Серебряное горлышко
Автор: Вл. Алешин, 1907 г.
I
В воздухе пахло весною. Теплее пригревало солнышко; веселее и громче чирикали воробьи на дорогах, прыгая возле кучек навоза; снег покрылся ледяной щетиной в тех местах, где на него падали солнечные лучи: он становился рыхлее, оседал постепенно и как-то серел, в то время как под ним уже торопливо бежали бесчисленные весенние ручейки. Эти ручейки уходили в землю, досыта ее напоили и делали рыхлой и влажной. Зимовавшие в ней семечки и зернышки разбухали и пускали маленькие ростки, которые были готовы тотчас же подняться на поверхность земли, как только растает снег и солнечные лучи обласкают ее и осушат. Черный, еще обнаженный, лес посинел и как-то насупился, словно собирался с мыслями... Ведь и ему пришла пора просыпаться и одевать свой светло-зеленый весенний наряд.

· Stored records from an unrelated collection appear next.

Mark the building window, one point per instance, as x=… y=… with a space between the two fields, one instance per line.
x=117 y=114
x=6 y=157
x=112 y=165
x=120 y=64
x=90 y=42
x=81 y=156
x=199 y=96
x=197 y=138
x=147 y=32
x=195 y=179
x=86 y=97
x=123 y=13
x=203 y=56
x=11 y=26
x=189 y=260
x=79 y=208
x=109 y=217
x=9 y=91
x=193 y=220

И вот, едва зачернели на полях первые проталинки, как с далекого юга потянулись пернатые вестники новой весны и неизбежные ее спутники – жаворонки.
Обессиленные далеким воздушным странствованием, в изнеможении опустились усталые птицы на землю: они были изнурены длинным путешествием и, кроме того, сильно отощали дорогой, потому что торопились на родину и нигде по пути не останавливались подолгу. Теперь они с жадностью отыскивали себе корм на проталинках, среди изумрудной зелени молодых озимых всходов.

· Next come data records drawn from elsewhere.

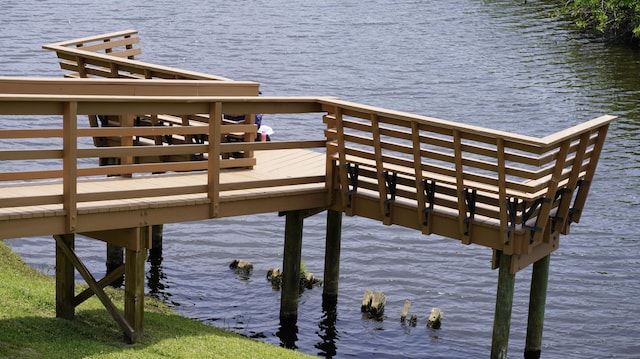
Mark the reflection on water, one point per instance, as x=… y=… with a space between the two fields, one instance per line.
x=506 y=65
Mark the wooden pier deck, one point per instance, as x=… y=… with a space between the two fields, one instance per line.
x=172 y=161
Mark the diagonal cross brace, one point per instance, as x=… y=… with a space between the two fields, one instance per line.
x=96 y=288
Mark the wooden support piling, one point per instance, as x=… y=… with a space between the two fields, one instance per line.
x=65 y=284
x=332 y=255
x=115 y=258
x=537 y=302
x=504 y=304
x=134 y=285
x=291 y=266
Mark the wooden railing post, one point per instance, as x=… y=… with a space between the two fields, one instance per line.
x=213 y=164
x=70 y=163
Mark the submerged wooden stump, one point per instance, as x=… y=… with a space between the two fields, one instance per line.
x=373 y=303
x=435 y=318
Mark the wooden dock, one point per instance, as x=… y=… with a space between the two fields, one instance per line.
x=511 y=193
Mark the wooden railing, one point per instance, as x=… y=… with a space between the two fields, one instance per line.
x=112 y=55
x=506 y=191
x=509 y=192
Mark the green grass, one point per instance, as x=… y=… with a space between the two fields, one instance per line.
x=29 y=327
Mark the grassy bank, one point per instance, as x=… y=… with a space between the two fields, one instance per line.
x=29 y=328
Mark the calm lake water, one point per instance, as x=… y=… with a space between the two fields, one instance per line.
x=501 y=64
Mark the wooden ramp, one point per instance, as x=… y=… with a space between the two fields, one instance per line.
x=272 y=186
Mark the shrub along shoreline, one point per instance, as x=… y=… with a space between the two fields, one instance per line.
x=30 y=329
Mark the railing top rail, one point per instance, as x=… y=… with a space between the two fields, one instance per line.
x=541 y=142
x=103 y=86
x=137 y=64
x=94 y=38
x=272 y=104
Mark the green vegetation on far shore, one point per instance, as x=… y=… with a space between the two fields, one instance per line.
x=617 y=20
x=29 y=327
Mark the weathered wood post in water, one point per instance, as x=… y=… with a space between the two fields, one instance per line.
x=537 y=300
x=65 y=284
x=504 y=304
x=291 y=266
x=332 y=256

Боже! Какое это было счастье для усталых и истомленных птиц – опуститься, наконец, на родные поля, где они увидели впервые прекрасный мир, и среди которых протекло их счастливое детство! Хотя стояла лишь ранняя весна, и на полях еще белел повсюду снег, но жаворонки знали, что не за горами и то время, когда зашумит и заколосится высокая рожь, среди которой они могут найти себе безопасное убежище; знали, что если земля пока и скудна кормом, то придет и это, – лишь стоит стаять снегу, а там она покроется пышным зеленым травяным ковром, по которому чья-то невидимая и волшебная рука начнет вышивать причудливые узоры из живых цветов всех красок и оттенков, и что тогда и луг и весь воздух наполнятся мириадами насекомых. Да, природа их не обманет: она накормит их и напоит, а ласковое солнышко обласкает их и согреет, как добрая, любящая мать. Вот уж сколько поколений жаворонков находило себе здесь и стол и дом, – потому-то и пустились птички в такое утомительное воздушное странствование, потому-то и летели они сюда с такою уверенностью.
Между тем весна шла вперед быстрыми шагами: она растопляла последние остатки снега, сеяла на своем пути голубенькие подснежники, – это были первые весенние цветочки, подобно тому, как жаворонки были ее первыми пернатыми вестниками, – и пробуждала природу от ее дремоты, призывая ее к новой жизни.
В апреле стали крестьяне землю пахать под овес. Острый блестящий клинок сохи глубоко впивался в мягкую, жирную почву и отваливал в сторону большие рыхлые комья земли, в которых копошилось множество всяких личинок и червей.
Было тут чем поживиться нашим жаворонкам, – и на самом деле, они отъелись за это время на славу и поправились так, что стали забывать понемногу обо всех лишениях и тягостях совершенного ими перелета.
Разделившись на парочки, птички стали обзаводиться своими домиками.
II.
Жаворонок, историю которого я хочу рассказать тебе на этих страницах, выбрал себе со своею подругою укромное местечко на лугу, возле ржаного поля, неподалеку от опушки большого задумчивого леса.
Там, на самой меже, была отличная круглая ямка, в которую маленькие крылатые строители стали таскать стебельки и былинки сухой прошлогодней травы.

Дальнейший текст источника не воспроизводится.